Cascada, the disgracefully bad dance artist from Germany, has released many a buggerisation of an original song and lots of her own rubbish bin-worthy twaddle over the years, but her massacre of one of the most wonderfully crafted pop songs ever really has to be the biggest travesty since Cockney Rebel decided to have a go at Here Comes the Sun. How, with such wonderful material could she fuck it up? Even with trashy Euro-dance beats and crappy synths.
Anyway, that particular version is not up for discussion here, but Patti Smith’s gorgeous, passion filled version is.
Co-written with Bruce Springsteen (who had the song in mind for his Darkness on the Edge of Town LP), the song is a tour-de-force in goal-oriented song writing. The verses lull and swoon into the bridges of anthemic “can’t hurt you now” brilliance which drive straight into the melodic, passionate, sing-along-or-die choruses which belt out at what seems like 120 decibels.
Because the Night has a beauty about it as well. Smith’s vocal delivery is perfect. The slurred verses against perfect diction in the choruses give the song a strange binary aspect. The song itself is a great example of what’s known in musicology as teleological song form.
Without going too much into it, musical teleology is not to be too confused with philosophical teleology (though it certainly has roots there), but is, rudimentarily, goal-oriented song structure which has its verses build to a big chorus. Both the way this song is written and sung/played grasp this perfectly, whether or not its writers and performers had any idea that this was what they were doing.
Patti Smith Group – Because the Night
Complex musical terms aside, Because the Night is simply a superb 3 minutes of popular music.
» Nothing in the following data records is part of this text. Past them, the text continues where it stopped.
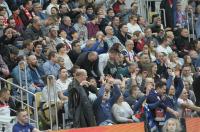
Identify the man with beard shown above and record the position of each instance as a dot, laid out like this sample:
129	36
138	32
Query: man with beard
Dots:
35	74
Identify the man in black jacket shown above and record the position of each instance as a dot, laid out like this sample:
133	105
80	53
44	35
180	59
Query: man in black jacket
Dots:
80	108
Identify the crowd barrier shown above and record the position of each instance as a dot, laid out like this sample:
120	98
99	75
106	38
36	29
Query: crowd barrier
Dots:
192	125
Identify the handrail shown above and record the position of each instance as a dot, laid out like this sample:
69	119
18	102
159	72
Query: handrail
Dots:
192	16
16	86
188	26
21	101
49	77
164	16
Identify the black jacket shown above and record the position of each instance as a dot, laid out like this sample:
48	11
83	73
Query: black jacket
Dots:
196	84
80	108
Its lyric is a touching note on love, intimacy and good old sex. The lyric treats sex with respect, however, rather than the throw-away disdain that Gene Simmons might. The merging of two song writers of the quality of Springsteen and Smith should, in theory, work perfectly and guess what? It does in practice.
This is one of Smith’s most famous numbers, which usually can take a song’s class away due to overplaying etc., but, this song is simply great and therefore nothing can aid in a detraction of its quality.